A recently published study called AlphaCode2 ([...Technical Report]) in which the researchers evaluated a model called Gemini-Pro fine-tuned for programming problems. The study also explored benchmarking of CodeContests, but using an unpublished updated version. According to the AlphaCode2 report, with only about 100 samples, AlphaCode2 achieves the level of performance that AlphaCode achieves with millions of samples, which makes it more than 10,000 times more sample-efficient than AlphaCode. As a result, both AlphaCode2 and AlphaCodium are much more efficient than AlphaCode in terms of the number of large language model calls.
However, AlphaCode2 employs an elaborate system specifically designed for CodeContests competitions.trimmingThe AlphaCodium uses a modern base model, whereas AlphaCodium uses an unmodified general-purpose model.
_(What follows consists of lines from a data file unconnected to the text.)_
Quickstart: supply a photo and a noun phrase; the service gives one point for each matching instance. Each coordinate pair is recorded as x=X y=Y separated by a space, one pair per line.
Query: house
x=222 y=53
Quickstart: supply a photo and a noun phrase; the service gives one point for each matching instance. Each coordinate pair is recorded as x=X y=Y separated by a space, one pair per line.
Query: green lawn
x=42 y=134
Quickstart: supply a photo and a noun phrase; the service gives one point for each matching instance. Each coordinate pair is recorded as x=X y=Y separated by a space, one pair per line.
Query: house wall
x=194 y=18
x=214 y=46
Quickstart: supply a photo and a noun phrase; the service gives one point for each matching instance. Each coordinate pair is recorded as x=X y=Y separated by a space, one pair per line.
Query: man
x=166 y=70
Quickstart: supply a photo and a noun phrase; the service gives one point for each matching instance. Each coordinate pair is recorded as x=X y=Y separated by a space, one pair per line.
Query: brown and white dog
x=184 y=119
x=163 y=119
Even so, AlphaCodium improves the performance of the model without additional data and expensive training phases.
appendice
1) An example of a manual evaluation of a code problem:
/*
In a set of numbers, checks if there are two numbers with a distance between them that is less than a specific numerical threshold. >>>
has_close_elements({1.0, 2.0, 3.0}, 0.5) false >>>
has_close_elements({1.0, 2.8, 3.0, 4.0, 5.0, 2.0}, 0.3) true
*/
#include
#include
#include
using namespace std.
bool has_close_elements(vector numbers, float threshold){
Table 4.The problem is relatively intuitive and simple, without much detail or subtlety for the model to reason about.
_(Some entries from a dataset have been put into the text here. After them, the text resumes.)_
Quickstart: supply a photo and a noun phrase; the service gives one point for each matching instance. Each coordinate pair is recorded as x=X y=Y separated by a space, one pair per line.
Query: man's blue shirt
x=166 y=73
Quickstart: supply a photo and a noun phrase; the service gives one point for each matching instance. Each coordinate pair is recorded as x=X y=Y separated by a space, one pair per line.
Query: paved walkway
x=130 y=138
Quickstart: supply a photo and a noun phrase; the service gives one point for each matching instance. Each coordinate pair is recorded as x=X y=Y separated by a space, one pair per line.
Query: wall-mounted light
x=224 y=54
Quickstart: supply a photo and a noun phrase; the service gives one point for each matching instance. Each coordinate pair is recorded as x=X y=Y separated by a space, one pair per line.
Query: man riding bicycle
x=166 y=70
2) Why YAML output is better suited for code generation tasks than JSON output
Although the new version of GPT has [native support], but we believe that for code generation, YAML output is more appropriate. This is because generated code often contains single quotes, double quotes, and special characters. In JSON format, it is difficult for LLM to place these characters correctly because JSON output needs to be surrounded by double quotes. YAML output, on the other hand, [Adoption of block scalars] style, simply follow the indentation rules and any properly indented text or code is legal. Additionally, YAML output has fewer tokens, which means lower cost and faster inference times, as well as improved quality because the model has fewer non-critical tokens to focus on. Here's an example comparing JSON and YAML output (using [https://platform.openai.com/tokenizer] generated):
import json
import yaml
s1 = ‘print(“double quote string”)’
s2 = “print(‘single quote string’)”
s3 = ‘print(“””triple quote string”””)’
s4 = f”{s1}\n{s2}\n{s3}”
# Create a dictionary with keys as variable names and values as strings
data = {‘s1’: s1, ‘s2’: s2, ‘s3’: s3, ‘s4′: s4}
# Convert dictionary to JSON format string
json_data = json.dumps(data, indent=2)
print(json_data)
# Converting dictionaries to YAML format strings in block scalar style
yaml_data = yaml.dump(data, indent=2, default_style=’|’)
print(yaml_data)
Output.
Table 5.
JSON output:
Figure 7. Example of Token counting using JSON output.
A sample YAML output is shown below:
Figure 8. Example of Token counting using YAML output.
Obviously, generating code that only maintains proper indentation is not only more concise and clear, but also effective in reducing errors.